Nineteen representative cluster C prophages were identified among 21 pneumococci recovered from 1940–2008 and shared only 69.6% (range 55.1–97.4%) pairwise identity overall (Fig. 4 and Table S2). Cluster C included the IPP61 prophage sequence that harboured the tetracycline resistance mobile genetic element17,18, which was not present in any of the other prophages. Five representative cluster D prophages and one cluster E prophage were also more diverse: the overall pairwise identity among cluster D prophages was 65.6% (range 57.8–81.9%) and the five host pneumococci were identified from 1939–1985. The cluster E prophage, IPP24, was identified in a host pneumococcus from 1985 (Fig. 4).

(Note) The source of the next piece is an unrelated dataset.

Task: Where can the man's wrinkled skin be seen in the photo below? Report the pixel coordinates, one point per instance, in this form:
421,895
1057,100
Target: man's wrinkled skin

Relationships between prophage integration sites and prophage integrase sequences

The 93 full-length prophages were consistently integrated in specific locations of the pneumococcal genome. There were five major categories of integration sites, within which the patterns of pneumococcal genes flanking the prophage integrase and amidase genes were consistent (Table 1). The flanking pneumococcal genes were involved in transcriptional regulation, metabolic enzyme production and/or activity, purine nucleotide biosynthesis, regulation of DNA repair, and competence. The 193 putatively full-length prophages were inserted in the same five major insertion site categories (Table S5).

Table 1 Pneumococcal genes flanking either side of the 93 integrated full-length prophage sequences.

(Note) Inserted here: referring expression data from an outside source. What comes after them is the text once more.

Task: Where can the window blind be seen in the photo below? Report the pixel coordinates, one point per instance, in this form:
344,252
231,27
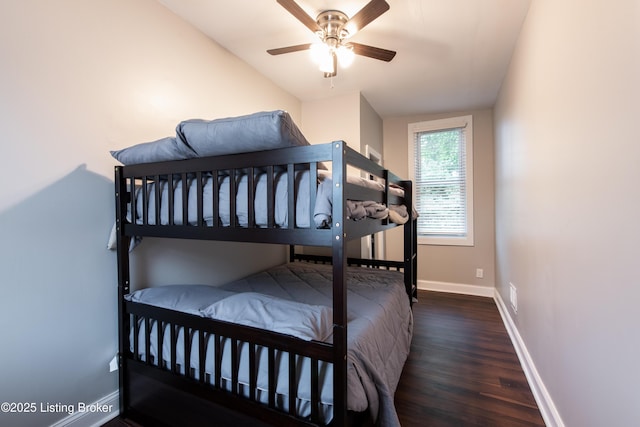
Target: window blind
440,182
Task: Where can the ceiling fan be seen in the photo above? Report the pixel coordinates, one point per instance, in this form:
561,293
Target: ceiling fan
334,28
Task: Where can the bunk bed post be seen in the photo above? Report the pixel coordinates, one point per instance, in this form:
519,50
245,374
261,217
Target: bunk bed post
339,262
123,285
410,246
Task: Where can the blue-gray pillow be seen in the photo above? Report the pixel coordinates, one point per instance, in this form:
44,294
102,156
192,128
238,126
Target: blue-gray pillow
265,130
162,150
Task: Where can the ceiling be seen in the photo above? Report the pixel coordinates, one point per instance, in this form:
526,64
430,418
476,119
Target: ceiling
451,54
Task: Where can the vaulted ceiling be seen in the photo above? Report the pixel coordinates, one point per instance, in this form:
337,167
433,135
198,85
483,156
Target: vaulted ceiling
451,54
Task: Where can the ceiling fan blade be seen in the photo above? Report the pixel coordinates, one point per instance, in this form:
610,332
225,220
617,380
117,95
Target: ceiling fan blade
366,15
289,49
302,16
373,52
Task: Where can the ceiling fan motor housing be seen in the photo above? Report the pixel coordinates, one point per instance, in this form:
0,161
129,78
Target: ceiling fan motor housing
332,23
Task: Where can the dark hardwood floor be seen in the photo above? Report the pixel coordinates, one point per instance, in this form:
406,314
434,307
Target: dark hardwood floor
462,369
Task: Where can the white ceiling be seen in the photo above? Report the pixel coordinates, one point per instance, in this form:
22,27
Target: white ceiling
451,54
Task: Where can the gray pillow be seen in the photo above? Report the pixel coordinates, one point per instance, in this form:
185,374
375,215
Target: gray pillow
162,150
265,130
186,298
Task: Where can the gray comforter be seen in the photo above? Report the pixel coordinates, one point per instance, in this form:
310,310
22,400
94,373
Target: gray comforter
380,325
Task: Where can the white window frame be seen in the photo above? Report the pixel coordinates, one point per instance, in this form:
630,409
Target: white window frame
444,124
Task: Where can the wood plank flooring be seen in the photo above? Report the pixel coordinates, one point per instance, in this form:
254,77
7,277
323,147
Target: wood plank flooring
462,369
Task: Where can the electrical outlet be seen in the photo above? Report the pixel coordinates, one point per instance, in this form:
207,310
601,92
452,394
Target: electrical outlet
513,297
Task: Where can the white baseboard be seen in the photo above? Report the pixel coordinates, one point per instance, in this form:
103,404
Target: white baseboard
547,408
96,413
456,288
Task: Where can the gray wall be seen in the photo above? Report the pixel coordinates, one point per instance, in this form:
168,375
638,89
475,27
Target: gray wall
448,267
567,205
80,78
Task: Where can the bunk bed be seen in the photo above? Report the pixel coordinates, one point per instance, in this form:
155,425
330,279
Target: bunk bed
259,351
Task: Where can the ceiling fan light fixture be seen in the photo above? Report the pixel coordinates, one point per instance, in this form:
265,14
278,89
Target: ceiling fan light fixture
333,28
345,55
328,63
319,52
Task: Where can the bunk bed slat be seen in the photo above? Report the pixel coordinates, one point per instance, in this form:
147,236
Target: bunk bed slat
170,186
185,198
272,377
159,340
315,391
253,376
202,351
291,201
235,365
156,180
216,199
199,196
293,392
145,201
174,348
270,198
218,359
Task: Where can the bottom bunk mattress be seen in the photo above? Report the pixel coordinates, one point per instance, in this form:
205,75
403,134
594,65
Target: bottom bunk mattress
379,329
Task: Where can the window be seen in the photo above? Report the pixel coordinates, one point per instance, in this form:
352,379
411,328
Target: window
441,164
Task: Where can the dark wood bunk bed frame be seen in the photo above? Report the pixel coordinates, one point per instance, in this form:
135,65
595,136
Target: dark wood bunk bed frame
153,394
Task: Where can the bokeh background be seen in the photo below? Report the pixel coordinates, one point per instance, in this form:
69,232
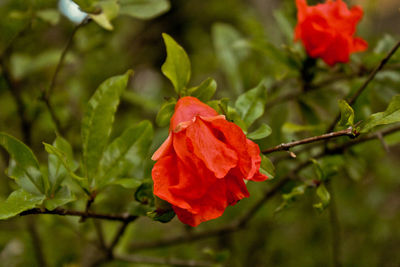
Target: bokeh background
230,41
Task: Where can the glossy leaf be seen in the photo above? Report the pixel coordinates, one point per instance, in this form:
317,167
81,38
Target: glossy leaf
165,113
251,104
129,149
390,115
177,65
324,196
17,202
263,131
56,169
224,38
205,90
62,197
346,114
24,167
144,9
98,119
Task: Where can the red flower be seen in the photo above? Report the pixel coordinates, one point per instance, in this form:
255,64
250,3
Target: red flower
327,30
201,166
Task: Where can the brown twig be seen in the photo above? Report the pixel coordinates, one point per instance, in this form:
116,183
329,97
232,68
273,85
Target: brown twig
351,100
287,146
64,212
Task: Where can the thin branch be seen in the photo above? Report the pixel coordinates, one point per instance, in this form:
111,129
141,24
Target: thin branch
166,261
287,146
370,78
242,222
64,212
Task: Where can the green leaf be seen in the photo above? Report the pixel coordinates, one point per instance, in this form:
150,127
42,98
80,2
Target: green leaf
126,151
24,167
62,197
390,115
225,37
51,16
68,165
177,65
109,11
98,119
17,202
165,113
289,127
346,114
324,196
129,183
56,168
263,131
205,90
267,167
251,104
144,9
291,196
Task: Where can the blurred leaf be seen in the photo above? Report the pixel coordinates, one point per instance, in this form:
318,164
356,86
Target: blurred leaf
130,148
251,104
284,25
263,131
177,65
224,38
109,11
129,183
267,167
68,165
324,196
98,119
62,197
346,114
56,169
144,194
17,202
51,16
390,115
165,113
144,9
24,167
290,197
205,90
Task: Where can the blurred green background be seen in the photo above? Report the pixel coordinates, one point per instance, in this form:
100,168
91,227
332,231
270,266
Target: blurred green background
239,44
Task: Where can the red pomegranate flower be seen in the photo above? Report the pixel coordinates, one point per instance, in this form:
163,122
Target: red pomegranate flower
201,166
327,30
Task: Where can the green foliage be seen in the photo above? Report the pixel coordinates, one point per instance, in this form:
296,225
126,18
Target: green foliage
18,202
263,131
390,115
205,90
165,113
177,65
24,168
144,9
251,104
97,122
346,114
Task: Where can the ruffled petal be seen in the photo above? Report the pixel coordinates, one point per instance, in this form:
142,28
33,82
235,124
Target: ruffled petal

The integration site was directly associated with the nucleotide sequence of the prophage integrase and the individual prophage clusters (Table 1). Based upon a threshold of ≥90% nucleotide sequence identity, the 93 full-length prophage integrase sequences clustered into two major groups (I and II) that together described 75.5% of the prophage integrases. There were also two minor integrase groups (III and IV), identical integrase sequences in a pair of prophages, and four single prophages that each had a unique integrase sequence. There was little to no sequence similarity between integrase groups.

Cluster A prophages were split in terms of integrase groups: seven prophages (IPP48, IPP53, SPN_18, SPN_H2, IPP66 and IPP52) had a group I integrase and six (MM1, IPP55, IPP65, BHN167, IPP14, IPP54 and IPP39) possessed a group III integrase. All cluster B prophages possessed an integrase from group II, apart from IPP5, which had a unique integrase. Cluster C prophages mainly had an integrase from group I, apart from four prophages (IPP64, IPP46, IPP15 and IPP69) that had a group IV integrase. One prophage in cluster D (IPP26) had a group I integrase sequence whereas the four others possessed unique integrase sequences. The single prophage IPP24 contained an integrase sequence from group I.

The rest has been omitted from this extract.